One of the downsides of this crisis is that as each firm tightens its belt, economic activity shrinks more. When they stand down or make staff redundant, the impact on lives is immense. It’s not like a typical recession which generally stems from one or two sectors wider. This COVID-19 disaster is an economy-wide sudden stop in economic activity. Doing the right thing by your customers, your employees, your suppliers, and your community were how many firms marketed themselves in recent years with the increasing focus on ESG issues. Many have failed the crisis test within weeks when you look at how some have responded.

The overall simplification of an operating model can’t happen in a vacuum. Due to the complexity of contractual arrangements and service models between 3rd parties that are a crucial part of many operating models, working with key partners and suppliers through this crisis will be essential. Engaging early with key suppliers and being open about changes to get to the other side is far better than surprising them with sudden cancellations. They have employees and families to look after too.

What is emerging from the scale of this health crisis is that many businesses will make the rational decision to close their doors utterly independent of any policy response from the government. Rash and sudden choices will occur. Firms that could use the JobKeeper payment won’t even apply because the owner has already given up.

Firms will bring forward operating model changes because of COVID-19, and the impact on workers on the other side of the bridge will be immense. Higher levels of automation will particularly hurt the lower-skilled, but its impact will reach high skilled workers over time. No one is safe from the Great Depression playbook.

In Australia, there are many turning to government support for the first time in their life. They may previously have looked down on welfare recipients, but now find themselves with no other choice. One thing that firms will need to monitor is attitudes towards unionisation and general strikes over working conditions through this crisis.

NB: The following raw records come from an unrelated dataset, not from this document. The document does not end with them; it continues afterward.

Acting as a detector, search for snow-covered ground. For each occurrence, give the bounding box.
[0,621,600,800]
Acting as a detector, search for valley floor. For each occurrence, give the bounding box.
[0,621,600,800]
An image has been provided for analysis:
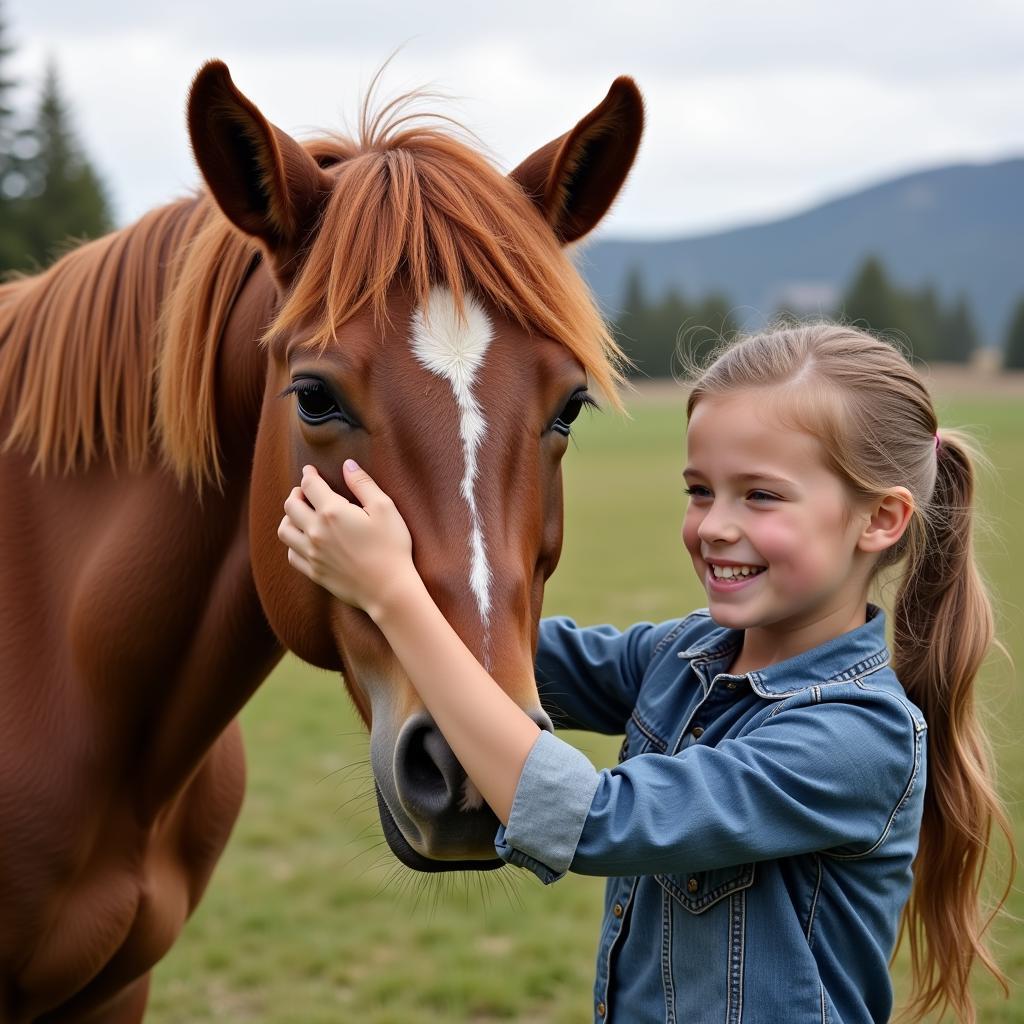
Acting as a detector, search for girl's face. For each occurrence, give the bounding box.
[683,390,872,632]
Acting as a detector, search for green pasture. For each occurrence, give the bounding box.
[147,394,1024,1024]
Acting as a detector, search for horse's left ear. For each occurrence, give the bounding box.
[509,77,643,245]
[188,60,331,281]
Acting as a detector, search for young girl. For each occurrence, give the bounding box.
[280,325,1009,1024]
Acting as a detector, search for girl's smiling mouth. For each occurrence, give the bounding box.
[705,562,768,594]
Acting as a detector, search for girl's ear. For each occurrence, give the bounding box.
[509,76,643,245]
[188,60,331,283]
[857,487,914,552]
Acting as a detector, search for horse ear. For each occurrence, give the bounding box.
[510,76,643,245]
[188,60,331,271]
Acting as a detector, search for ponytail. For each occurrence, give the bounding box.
[684,323,1017,1024]
[893,431,1016,1022]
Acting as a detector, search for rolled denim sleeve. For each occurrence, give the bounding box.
[498,700,925,882]
[495,732,599,885]
[536,617,684,735]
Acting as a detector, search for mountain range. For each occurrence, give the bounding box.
[578,157,1024,345]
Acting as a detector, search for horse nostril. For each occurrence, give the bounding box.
[395,719,465,817]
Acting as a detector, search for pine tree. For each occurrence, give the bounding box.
[1002,297,1024,370]
[17,63,113,265]
[937,294,978,362]
[0,0,25,271]
[839,256,905,332]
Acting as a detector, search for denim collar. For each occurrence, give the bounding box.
[679,602,889,697]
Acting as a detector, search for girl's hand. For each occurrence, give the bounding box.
[278,459,422,620]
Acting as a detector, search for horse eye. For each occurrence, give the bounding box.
[296,381,340,423]
[551,390,596,437]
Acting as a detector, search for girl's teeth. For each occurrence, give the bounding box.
[712,565,762,580]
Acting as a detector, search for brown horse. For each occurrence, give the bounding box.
[0,62,642,1024]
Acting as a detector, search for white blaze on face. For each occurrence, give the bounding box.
[413,287,493,643]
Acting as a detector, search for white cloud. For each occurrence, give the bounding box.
[4,0,1024,234]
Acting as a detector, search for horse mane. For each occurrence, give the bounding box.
[0,97,622,489]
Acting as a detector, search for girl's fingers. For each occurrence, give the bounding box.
[344,459,390,508]
[285,487,316,532]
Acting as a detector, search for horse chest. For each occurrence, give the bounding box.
[9,727,244,1020]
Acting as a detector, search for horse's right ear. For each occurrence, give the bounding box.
[188,60,331,279]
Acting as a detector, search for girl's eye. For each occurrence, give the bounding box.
[282,378,358,427]
[683,483,776,502]
[551,388,597,437]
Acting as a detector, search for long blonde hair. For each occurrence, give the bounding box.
[686,323,1016,1021]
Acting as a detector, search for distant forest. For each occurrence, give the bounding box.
[614,256,1024,378]
[0,3,1024,377]
[0,7,114,271]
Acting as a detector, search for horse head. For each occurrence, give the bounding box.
[188,62,643,870]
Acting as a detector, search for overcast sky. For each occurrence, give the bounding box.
[8,0,1024,237]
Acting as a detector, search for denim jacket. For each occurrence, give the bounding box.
[496,604,926,1024]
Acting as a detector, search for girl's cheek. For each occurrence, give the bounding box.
[683,505,700,557]
[752,521,807,569]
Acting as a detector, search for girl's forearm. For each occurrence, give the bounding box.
[374,575,541,824]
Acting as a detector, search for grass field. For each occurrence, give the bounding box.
[147,395,1024,1024]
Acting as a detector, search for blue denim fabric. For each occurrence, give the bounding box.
[496,604,926,1024]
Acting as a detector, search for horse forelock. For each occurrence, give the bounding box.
[0,110,622,489]
[264,121,622,406]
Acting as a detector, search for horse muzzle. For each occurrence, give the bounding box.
[372,710,552,871]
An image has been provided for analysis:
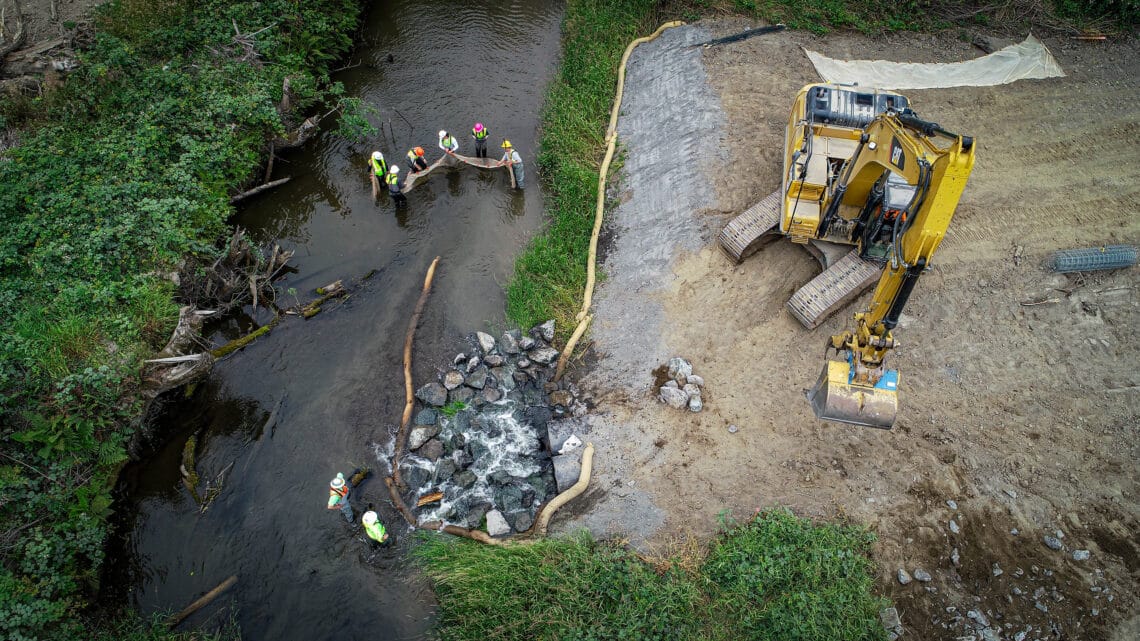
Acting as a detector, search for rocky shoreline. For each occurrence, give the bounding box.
[400,321,588,536]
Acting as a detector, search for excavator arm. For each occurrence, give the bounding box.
[807,112,975,429]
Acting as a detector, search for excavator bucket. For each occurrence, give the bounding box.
[806,360,898,430]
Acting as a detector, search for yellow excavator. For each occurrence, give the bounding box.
[720,83,975,429]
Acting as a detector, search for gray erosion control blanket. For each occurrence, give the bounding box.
[804,34,1065,89]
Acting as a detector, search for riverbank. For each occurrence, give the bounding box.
[0,0,359,638]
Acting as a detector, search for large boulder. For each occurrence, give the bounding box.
[416,383,447,407]
[408,425,440,452]
[487,510,511,536]
[475,332,495,354]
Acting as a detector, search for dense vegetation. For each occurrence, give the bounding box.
[0,0,359,639]
[415,510,886,641]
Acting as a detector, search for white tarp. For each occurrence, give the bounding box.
[804,34,1065,89]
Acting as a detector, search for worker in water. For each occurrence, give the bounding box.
[328,472,352,524]
[439,129,459,154]
[361,510,388,543]
[471,122,491,159]
[371,152,388,180]
[384,164,408,205]
[408,147,428,173]
[499,140,523,189]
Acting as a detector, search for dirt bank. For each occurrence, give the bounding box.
[562,17,1140,640]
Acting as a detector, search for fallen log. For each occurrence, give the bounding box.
[392,255,439,485]
[229,176,293,204]
[166,575,237,630]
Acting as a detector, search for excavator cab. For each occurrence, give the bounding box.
[805,356,898,430]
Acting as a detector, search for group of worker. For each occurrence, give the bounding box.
[328,472,388,545]
[369,122,524,205]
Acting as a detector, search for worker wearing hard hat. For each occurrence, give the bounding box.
[369,152,388,180]
[499,140,523,189]
[439,129,459,154]
[471,122,491,159]
[328,472,352,524]
[361,510,388,543]
[384,164,408,205]
[408,147,428,173]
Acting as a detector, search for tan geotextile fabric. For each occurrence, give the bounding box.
[804,34,1065,89]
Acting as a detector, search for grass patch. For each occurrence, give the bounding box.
[415,510,886,641]
[0,0,359,639]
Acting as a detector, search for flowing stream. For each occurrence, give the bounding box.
[105,0,562,640]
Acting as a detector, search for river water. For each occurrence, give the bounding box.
[105,0,562,640]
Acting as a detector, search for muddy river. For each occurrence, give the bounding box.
[105,1,562,640]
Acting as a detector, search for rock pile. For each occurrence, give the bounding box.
[400,321,586,536]
[658,356,705,412]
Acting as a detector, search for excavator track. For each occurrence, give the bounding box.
[788,251,882,330]
[718,190,781,265]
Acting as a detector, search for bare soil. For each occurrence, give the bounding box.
[569,21,1140,640]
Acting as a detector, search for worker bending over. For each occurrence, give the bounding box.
[499,140,523,189]
[385,164,408,205]
[328,472,352,524]
[439,129,459,154]
[360,510,388,543]
[471,122,491,159]
[408,147,428,173]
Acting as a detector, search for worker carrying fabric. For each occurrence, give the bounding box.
[384,164,408,205]
[361,510,388,543]
[328,472,352,524]
[499,140,524,189]
[408,147,428,173]
[471,122,491,159]
[439,129,459,154]
[369,152,388,180]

If they don’t care for their workers, particularly the lower-paid ones on the shop floor, they may have industrial relations issues on the other side of the bridge. There will also be legal consequences arising from some of the actions of small businesses. Fair Work will have a lot of work to do, and the Job Keeper payments will provide an ongoing stream of audit and investigation work for the ATO to chase down.

The benefit for the firms that adapt fast and simplify their operating models as quickly as possible is that they will emerge in a stronger competitive position once this is over. If they can reduce fixed costs and simplify processes, then they extend their time horizon to stay in business.

One interesting thing to remember is that landlords are businesses too. In essence, both commercial and residential landlords will have to renegotiate their previously guaranteed fixed revenue streams because commercial reality has completely changed in less than a month. The banks will end up being the primary beneficiaries even after a wave of credit losses once the six-month repayment holiday window is over. Hopefully, there’s a vaccine by then, if not, then dark times are on the horizon.